Over the years, the store moved several times, to Pauahi (the Fukudas lived upstairs when she was small), River and Ka‘a‘ahi streets until landing in its current spot in a strip of stores near the Kāpālama Canal on Kalani Street. Kaneshiro’s father ran the operation until 2000 when he was in his 80s. Kaneshiro at first split her time between working in real estate and at the store until her father advised her to focus on one or the other. She quotes him: “You have to make a choice; you can’t do two jobs at one time. If you want to, you have to be here every single day, every day, all day, and your whole mind, your 110% effort has to be here.” She chose the family business.

  FUKUDA SEED STORE

PHOTO: COURTESY OF FUKUDA SEED STORE

 

The store also carries tools—sickles, shears, hats, garden boots, tabis from Japan—and wellness products including turmeric, alkaline water and Dr.
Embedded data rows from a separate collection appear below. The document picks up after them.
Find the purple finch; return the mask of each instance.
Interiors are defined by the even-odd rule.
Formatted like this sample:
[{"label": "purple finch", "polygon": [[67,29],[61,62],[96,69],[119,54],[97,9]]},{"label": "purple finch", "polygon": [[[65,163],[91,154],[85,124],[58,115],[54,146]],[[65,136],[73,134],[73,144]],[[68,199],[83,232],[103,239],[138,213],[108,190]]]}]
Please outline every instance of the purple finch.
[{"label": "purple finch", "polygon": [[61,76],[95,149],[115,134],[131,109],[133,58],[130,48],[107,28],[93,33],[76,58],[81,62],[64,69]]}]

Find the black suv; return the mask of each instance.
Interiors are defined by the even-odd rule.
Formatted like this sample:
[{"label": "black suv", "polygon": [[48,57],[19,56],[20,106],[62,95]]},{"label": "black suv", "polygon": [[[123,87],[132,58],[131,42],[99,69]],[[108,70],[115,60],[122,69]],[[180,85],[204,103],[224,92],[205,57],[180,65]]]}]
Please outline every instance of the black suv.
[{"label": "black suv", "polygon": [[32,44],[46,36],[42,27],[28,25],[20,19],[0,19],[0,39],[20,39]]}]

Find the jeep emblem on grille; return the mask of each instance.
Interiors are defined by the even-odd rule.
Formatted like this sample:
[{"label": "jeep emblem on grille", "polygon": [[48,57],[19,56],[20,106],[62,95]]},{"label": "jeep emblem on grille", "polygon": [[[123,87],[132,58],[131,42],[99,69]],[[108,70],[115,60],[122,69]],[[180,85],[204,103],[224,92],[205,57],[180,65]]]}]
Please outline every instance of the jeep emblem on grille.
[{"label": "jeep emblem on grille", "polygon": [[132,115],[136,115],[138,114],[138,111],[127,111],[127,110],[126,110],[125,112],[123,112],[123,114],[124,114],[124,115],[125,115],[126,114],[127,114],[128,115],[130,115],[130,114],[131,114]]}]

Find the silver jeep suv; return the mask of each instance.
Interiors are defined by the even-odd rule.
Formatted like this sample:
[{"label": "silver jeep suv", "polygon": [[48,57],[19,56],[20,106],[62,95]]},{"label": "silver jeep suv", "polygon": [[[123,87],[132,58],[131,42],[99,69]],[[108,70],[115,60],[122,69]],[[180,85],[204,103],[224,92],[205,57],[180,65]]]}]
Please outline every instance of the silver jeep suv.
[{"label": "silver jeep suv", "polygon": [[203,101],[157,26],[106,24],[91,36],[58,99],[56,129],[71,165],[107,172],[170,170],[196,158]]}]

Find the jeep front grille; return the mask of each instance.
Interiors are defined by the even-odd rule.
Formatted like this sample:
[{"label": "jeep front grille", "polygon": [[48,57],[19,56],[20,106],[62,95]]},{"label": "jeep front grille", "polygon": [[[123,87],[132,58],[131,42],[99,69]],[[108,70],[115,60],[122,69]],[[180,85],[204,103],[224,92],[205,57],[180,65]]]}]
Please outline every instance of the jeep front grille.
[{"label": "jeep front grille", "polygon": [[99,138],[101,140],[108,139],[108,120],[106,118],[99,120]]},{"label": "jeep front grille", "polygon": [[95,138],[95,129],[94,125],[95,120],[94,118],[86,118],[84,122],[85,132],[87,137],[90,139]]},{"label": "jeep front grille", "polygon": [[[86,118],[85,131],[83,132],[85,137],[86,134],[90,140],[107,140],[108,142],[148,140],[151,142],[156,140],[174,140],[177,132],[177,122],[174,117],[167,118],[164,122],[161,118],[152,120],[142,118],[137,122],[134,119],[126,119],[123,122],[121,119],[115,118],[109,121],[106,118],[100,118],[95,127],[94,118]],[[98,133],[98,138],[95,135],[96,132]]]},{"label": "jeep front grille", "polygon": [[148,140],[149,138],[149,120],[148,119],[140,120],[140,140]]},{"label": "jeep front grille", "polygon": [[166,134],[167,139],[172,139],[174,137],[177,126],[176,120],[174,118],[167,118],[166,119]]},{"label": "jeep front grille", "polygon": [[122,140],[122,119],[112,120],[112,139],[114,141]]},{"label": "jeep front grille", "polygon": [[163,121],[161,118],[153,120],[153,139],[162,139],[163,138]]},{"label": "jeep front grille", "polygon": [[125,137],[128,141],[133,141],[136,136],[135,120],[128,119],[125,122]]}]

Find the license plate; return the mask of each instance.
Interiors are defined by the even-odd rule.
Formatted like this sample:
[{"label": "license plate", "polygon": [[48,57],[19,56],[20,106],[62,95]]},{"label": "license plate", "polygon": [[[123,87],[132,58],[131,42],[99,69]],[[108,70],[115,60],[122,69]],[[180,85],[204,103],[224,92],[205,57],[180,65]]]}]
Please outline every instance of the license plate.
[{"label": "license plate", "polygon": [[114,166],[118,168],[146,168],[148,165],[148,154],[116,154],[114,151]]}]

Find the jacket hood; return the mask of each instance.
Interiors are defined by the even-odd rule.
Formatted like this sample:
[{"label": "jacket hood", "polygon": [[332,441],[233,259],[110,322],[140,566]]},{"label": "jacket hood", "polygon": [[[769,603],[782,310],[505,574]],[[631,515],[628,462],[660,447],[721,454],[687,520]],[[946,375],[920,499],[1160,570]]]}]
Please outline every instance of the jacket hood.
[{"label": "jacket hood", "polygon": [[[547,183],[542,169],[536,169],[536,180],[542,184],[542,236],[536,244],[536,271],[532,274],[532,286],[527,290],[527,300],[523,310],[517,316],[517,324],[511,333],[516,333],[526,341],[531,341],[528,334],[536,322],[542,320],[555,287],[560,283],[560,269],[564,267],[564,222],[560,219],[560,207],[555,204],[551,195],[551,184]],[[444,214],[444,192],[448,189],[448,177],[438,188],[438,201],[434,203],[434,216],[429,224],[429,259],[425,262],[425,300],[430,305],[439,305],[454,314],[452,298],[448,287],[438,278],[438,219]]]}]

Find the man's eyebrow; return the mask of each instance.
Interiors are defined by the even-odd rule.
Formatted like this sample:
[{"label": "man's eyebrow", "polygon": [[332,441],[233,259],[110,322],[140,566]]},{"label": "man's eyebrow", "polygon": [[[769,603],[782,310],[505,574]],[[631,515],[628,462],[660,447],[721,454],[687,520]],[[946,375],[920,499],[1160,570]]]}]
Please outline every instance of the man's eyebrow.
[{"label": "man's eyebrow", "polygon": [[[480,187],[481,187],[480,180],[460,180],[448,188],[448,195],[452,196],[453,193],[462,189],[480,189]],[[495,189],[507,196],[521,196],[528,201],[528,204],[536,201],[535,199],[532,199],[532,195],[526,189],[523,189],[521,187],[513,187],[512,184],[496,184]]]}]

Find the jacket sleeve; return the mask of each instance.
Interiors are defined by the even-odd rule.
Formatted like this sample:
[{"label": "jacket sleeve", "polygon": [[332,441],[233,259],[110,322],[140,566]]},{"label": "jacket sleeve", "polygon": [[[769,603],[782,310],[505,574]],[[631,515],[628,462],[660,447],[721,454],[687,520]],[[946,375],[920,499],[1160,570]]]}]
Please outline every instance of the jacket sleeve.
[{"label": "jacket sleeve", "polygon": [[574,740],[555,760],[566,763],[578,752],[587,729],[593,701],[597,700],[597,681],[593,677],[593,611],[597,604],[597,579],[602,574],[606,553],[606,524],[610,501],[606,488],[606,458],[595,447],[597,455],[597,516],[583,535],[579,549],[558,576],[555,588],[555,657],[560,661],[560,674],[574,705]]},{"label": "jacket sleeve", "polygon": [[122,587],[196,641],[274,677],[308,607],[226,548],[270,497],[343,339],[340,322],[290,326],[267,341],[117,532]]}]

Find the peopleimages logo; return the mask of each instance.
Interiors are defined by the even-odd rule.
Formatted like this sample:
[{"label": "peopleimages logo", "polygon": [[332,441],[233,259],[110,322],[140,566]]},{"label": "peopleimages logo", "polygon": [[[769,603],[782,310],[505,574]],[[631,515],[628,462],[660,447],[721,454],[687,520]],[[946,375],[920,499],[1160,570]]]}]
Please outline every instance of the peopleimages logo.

Higa’s EM-1 probiotic.

 

Kaneshiro explains the eclectic mix as products she has tried and wants to share. “Everything I have in the store was tested by me and I found amazing results from it. Whatever I have, I truly believe in.”

 

It’s clear from even a quick socially distant stop at the store why the family business sustains, even in challenging times. “I love it,” Kaneshiro says. “This is like my home here.”